Closed GandalfTheWhite2 closed 4 years ago
And quite why it thinks it should be only 199 jobs (and not 200) is a second question. It seemed to happen to ~half of the 8 similar jobs submitted - 4 with 200 identified jobs, 4 with only 199. The slurm backend and the actual queue had all 1600 jobs, but it seems the pyHepGrid database only retains some of them? This was submitted with 5 parallel queues. Does --get-data still get the data even if the job info is missing from the pyHepGrid database, but the output file is saved on the grid disk?
Does --get-data still get the data even if the job info is missing from the pyHepGrid database, but the output file is saved on the grid disk?
Not sure what the question is. If the question is whether --get-data
download jobs that are not marked as done
in the database?
The answer is yes.*
If you mean jobs which were not recorded at all, it is more complicated. There were several finalization scripts to get the data. For the default one it should ask you whether the range of seeds you are downloading is correct and, if it isn't, you can't insert your own.

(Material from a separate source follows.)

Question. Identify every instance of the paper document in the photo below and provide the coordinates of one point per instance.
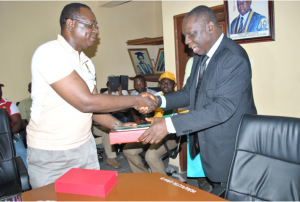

*Note: You can use the --done
option to only take into account finished jobs.
Also, the issue itself is known.
There are times where (for whatever reason) the job information in the pyhepgrid database is not in sync with arc or where you have no way of getting the information from the Arc system (if you run in other clusters from other universities for instance). If you set short_stats
in your header to False
you should see all those jobs marked as unknown.
Should clusters at other institutions not still return a job status?
Don't know why I was never able to get any feedback from Edinburgh or Manchester (even if the jobs did run and copied things to the grid storage systems).
gah. frustrating. We hope to ~double the Durham cluster soon, so there is less reason to run elsewhere and we can go and kick the equipment when it fails.
@GandalfTheWhite2 I'm a bit late to this and don't quite follow - which command was the second set of output produced by?
As for the headline 'Done: 0' problem, I think that should now be fixed in the latest revision (these bugs are all an indirect consequence of the move to multicore submission, so it's good that we're catching them while they're fresh).
The latter output is produced by pyHepGrid .... -I
and shows the status is correctly identified as Finished, even though the -s option doesn't list them as Done.
And the issue of registering them as Done is indeed solved by the latest release. Thanks.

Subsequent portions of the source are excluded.